Working in ASP.NET MVC I am mostly a front-end dev and prefer to code in TextMate but the files for the spark view engine are .spark even though the vast majority of the content of these files is HTML -- I want TextMate to treat these as HTML so that I can use standard TextMate HTML commands and bundle features.
How would I go about doing this?
On Nov 12, 2009, at 10:19 AM, migofast wrote:
Working in ASP.NET MVC I am mostly a front-end dev and prefer to code in TextMate but the files for the spark view engine are .spark even though the vast majority of the content of these files is HTML -- I want TextMate to treat these as HTML so that I can use standard TextMate HTML commands and bundle features.
How would I go about doing this?
If you open a .spark file in TextMate, then set the language to HTML (using the menu on the status bar at the bottom of the window), it will treat all .spark files as HTML in the future.

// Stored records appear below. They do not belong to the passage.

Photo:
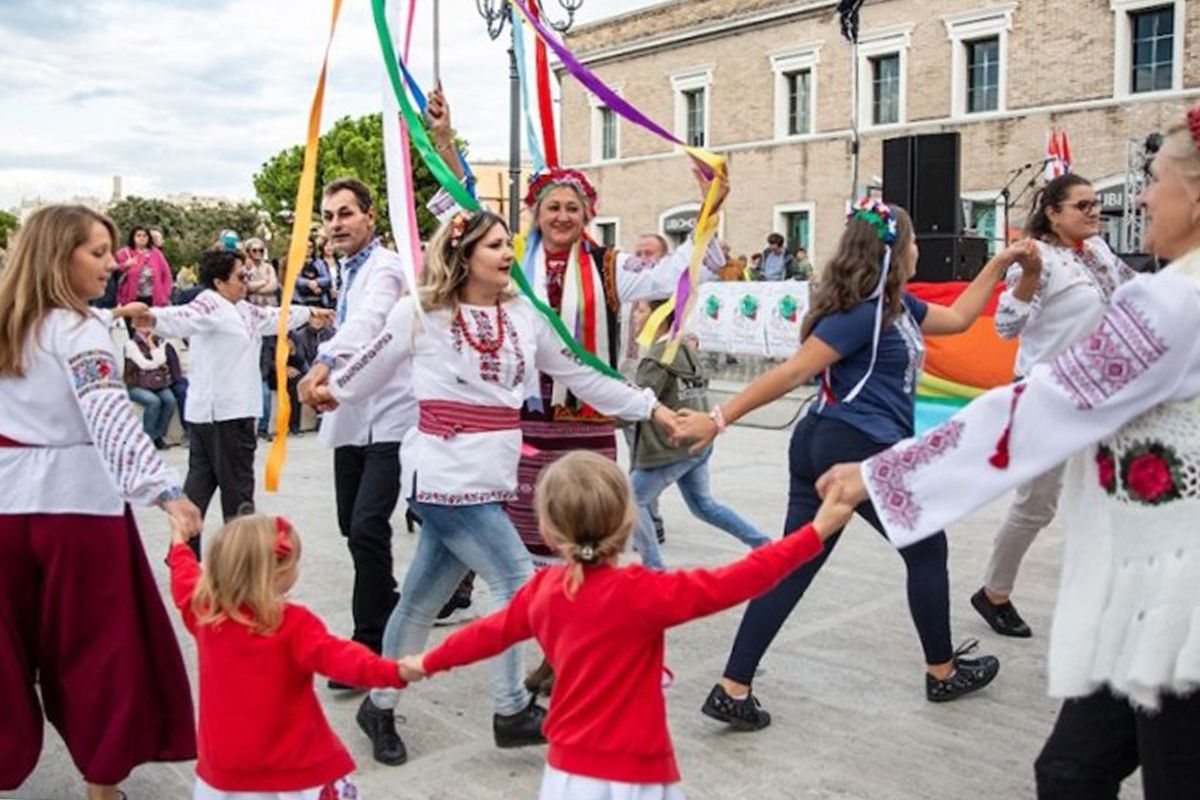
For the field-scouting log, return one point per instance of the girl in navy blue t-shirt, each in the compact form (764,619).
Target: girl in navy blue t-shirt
(864,337)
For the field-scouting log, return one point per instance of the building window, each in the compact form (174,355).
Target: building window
(886,89)
(694,104)
(691,106)
(799,88)
(1152,49)
(796,88)
(607,134)
(1149,47)
(983,74)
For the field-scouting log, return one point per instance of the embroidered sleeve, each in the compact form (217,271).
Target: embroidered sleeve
(641,280)
(606,395)
(126,450)
(1013,314)
(371,367)
(202,314)
(1143,354)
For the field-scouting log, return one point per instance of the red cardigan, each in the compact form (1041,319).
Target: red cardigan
(262,728)
(607,719)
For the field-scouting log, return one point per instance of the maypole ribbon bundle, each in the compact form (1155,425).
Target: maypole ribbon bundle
(711,163)
(300,229)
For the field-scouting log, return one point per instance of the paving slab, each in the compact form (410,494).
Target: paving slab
(844,679)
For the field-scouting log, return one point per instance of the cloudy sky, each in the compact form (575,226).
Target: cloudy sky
(195,95)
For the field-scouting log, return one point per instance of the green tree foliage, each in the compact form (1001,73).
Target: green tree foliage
(353,148)
(189,230)
(9,223)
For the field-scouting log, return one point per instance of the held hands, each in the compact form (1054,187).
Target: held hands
(184,518)
(695,426)
(412,668)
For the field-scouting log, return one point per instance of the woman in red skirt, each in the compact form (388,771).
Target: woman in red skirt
(84,636)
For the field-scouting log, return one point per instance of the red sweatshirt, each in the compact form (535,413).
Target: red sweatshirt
(609,719)
(262,728)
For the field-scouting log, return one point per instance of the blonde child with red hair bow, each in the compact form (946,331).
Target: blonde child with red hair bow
(262,732)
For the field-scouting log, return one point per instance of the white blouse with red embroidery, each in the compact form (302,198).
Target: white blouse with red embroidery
(87,450)
(480,356)
(1123,404)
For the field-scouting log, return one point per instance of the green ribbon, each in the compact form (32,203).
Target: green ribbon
(448,180)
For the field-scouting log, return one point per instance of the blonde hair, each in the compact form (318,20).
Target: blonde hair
(37,277)
(448,258)
(241,572)
(585,511)
(1183,150)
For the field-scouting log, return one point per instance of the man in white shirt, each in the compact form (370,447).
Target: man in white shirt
(365,435)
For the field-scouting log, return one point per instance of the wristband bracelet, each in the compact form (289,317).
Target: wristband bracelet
(719,419)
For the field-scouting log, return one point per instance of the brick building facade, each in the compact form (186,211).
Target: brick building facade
(768,83)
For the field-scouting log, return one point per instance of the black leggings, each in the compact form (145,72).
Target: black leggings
(817,444)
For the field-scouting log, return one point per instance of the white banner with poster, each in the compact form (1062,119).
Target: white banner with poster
(750,318)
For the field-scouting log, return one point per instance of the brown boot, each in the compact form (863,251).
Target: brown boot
(540,680)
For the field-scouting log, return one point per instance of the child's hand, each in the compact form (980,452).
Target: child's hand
(834,511)
(412,668)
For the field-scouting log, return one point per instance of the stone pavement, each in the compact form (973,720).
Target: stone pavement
(844,680)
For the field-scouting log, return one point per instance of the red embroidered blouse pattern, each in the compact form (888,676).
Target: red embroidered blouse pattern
(889,471)
(1121,349)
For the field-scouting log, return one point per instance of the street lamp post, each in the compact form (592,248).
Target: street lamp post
(498,13)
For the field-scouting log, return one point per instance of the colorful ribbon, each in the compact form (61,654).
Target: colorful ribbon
(709,162)
(300,229)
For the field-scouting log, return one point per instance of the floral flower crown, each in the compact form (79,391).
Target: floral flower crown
(459,223)
(549,179)
(877,215)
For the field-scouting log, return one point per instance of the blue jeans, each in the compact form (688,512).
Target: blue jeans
(456,540)
(691,475)
(157,409)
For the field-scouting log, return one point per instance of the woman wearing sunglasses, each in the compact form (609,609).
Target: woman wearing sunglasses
(1048,304)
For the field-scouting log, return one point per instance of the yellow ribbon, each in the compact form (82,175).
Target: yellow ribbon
(300,230)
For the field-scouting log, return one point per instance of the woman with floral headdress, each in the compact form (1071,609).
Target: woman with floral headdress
(864,336)
(474,349)
(586,284)
(1123,405)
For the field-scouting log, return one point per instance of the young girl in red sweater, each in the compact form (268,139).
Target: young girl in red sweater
(601,627)
(262,732)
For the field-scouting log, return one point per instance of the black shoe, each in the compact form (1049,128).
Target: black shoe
(1002,618)
(741,715)
(379,725)
(969,675)
(520,729)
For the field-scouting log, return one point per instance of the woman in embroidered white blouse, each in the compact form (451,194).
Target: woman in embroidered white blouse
(1125,644)
(475,350)
(1055,299)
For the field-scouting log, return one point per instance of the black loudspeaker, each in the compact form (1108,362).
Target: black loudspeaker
(949,258)
(921,173)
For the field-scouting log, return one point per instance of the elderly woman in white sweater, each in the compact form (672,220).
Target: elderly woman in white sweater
(1123,405)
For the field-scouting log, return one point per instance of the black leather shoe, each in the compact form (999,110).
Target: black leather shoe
(379,725)
(1002,618)
(741,715)
(969,675)
(520,729)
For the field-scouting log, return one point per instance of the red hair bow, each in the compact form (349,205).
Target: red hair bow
(282,539)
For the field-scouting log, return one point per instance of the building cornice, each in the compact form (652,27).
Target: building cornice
(916,126)
(702,31)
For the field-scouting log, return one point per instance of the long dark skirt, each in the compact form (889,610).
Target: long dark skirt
(84,637)
(544,444)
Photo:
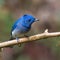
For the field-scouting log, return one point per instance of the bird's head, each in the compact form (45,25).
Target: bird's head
(28,20)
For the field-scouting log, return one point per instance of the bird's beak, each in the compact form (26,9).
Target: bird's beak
(36,20)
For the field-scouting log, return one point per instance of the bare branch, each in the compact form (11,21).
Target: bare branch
(31,38)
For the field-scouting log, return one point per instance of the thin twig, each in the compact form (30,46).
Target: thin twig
(31,38)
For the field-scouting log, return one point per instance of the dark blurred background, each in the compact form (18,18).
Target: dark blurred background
(48,11)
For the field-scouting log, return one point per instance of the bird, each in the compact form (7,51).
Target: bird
(22,26)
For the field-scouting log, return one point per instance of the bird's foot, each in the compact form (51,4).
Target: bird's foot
(18,42)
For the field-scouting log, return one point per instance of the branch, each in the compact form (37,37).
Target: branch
(31,38)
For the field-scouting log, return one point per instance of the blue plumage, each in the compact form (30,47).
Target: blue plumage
(22,25)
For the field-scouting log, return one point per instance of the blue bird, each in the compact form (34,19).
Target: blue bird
(22,25)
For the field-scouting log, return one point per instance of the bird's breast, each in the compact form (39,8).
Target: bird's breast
(20,30)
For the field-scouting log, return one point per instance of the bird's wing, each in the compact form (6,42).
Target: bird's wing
(15,24)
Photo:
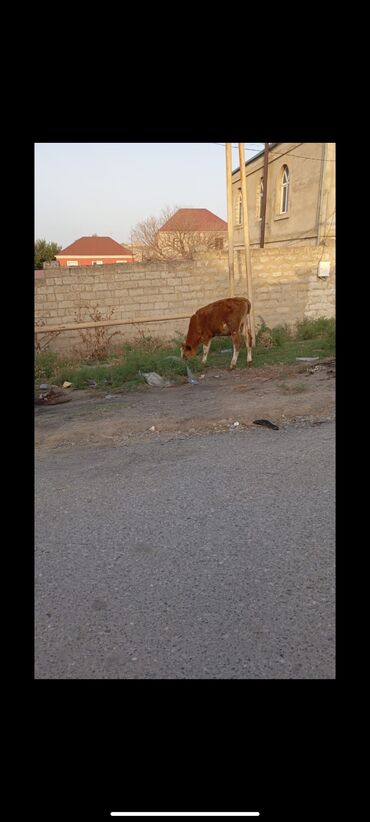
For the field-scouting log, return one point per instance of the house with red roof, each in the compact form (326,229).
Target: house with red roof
(94,251)
(191,229)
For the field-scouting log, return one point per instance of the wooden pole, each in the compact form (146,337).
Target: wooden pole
(248,266)
(264,201)
(230,218)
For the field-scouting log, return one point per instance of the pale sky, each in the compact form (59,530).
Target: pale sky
(107,188)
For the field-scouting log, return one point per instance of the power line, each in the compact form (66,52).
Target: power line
(276,156)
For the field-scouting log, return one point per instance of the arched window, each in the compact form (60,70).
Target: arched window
(284,197)
(239,209)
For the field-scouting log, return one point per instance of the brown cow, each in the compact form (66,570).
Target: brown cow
(229,318)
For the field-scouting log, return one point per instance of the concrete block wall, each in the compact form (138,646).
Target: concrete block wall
(286,288)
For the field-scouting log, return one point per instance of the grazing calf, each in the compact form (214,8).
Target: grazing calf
(227,318)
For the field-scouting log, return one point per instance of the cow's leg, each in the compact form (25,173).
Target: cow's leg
(248,338)
(205,351)
(236,343)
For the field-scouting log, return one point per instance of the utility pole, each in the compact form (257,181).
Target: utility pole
(264,201)
(230,218)
(248,266)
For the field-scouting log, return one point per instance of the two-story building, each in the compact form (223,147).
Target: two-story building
(300,207)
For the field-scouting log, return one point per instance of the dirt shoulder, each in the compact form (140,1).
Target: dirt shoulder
(279,393)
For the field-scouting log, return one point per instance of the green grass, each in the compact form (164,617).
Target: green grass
(122,366)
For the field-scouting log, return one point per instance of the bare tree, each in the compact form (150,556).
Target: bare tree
(177,242)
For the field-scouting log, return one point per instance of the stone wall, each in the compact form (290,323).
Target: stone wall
(286,288)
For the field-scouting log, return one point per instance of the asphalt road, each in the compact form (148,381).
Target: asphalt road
(207,557)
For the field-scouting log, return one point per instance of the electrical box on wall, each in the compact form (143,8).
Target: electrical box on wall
(324,269)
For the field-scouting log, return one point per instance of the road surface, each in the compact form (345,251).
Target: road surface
(197,557)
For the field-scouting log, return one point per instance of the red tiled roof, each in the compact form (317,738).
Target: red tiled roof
(194,219)
(94,246)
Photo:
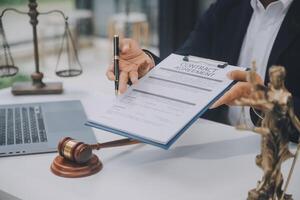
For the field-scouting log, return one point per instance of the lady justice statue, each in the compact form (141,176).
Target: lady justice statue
(277,120)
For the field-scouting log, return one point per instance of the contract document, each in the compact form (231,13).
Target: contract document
(167,100)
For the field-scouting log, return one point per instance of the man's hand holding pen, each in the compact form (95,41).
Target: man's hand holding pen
(134,63)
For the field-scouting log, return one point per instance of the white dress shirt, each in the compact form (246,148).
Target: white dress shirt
(258,42)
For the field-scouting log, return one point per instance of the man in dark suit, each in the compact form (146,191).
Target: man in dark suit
(235,31)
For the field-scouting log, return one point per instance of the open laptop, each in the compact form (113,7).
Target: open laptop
(38,127)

Duhhh -- Sweet works perfect
On 12 Nov 2009, at 11:35, Rob McBroom wrote:
If you open a .spark file in TextMate, then set the language to HTML (using the menu on the status bar at the bottom of the window), it will treat all .spark files as HTML in the future.
Which seems like a major mis-feature to me. I open lots of files ending in .txt. Most are plain text, but some are some other type that benefits from different syntax coloring. I *hate* that language types are sticky this way. Just because I want to view one file in a different manner doesn't mean I want to view *all* files that way. I want to set it once for the common case (plain text), then only change it for the files which are something else.
Allan, add this to the wishlist for TextMate Forever-- I mean, TextMate 2. :-)
On Nov 12, 2009, at 1:08 PM, King, Steven wrote:
Which seems like a major mis-feature to me. I open lots of files ending in .txt. Most are plain text, but some are some other type that benefits from different syntax coloring. I *hate* that language types are sticky this way. Just because I want to view one file in a different manner doesn't mean I want to view *all* files that way. I want to set it once for the common case (plain text), then only change it for the files which are something else.
I'd say this is a problem at the OS level in general. The whole "extension = type" assumption. Name and type should be stored in different places, but Apple hasn't gotten [back] there yet.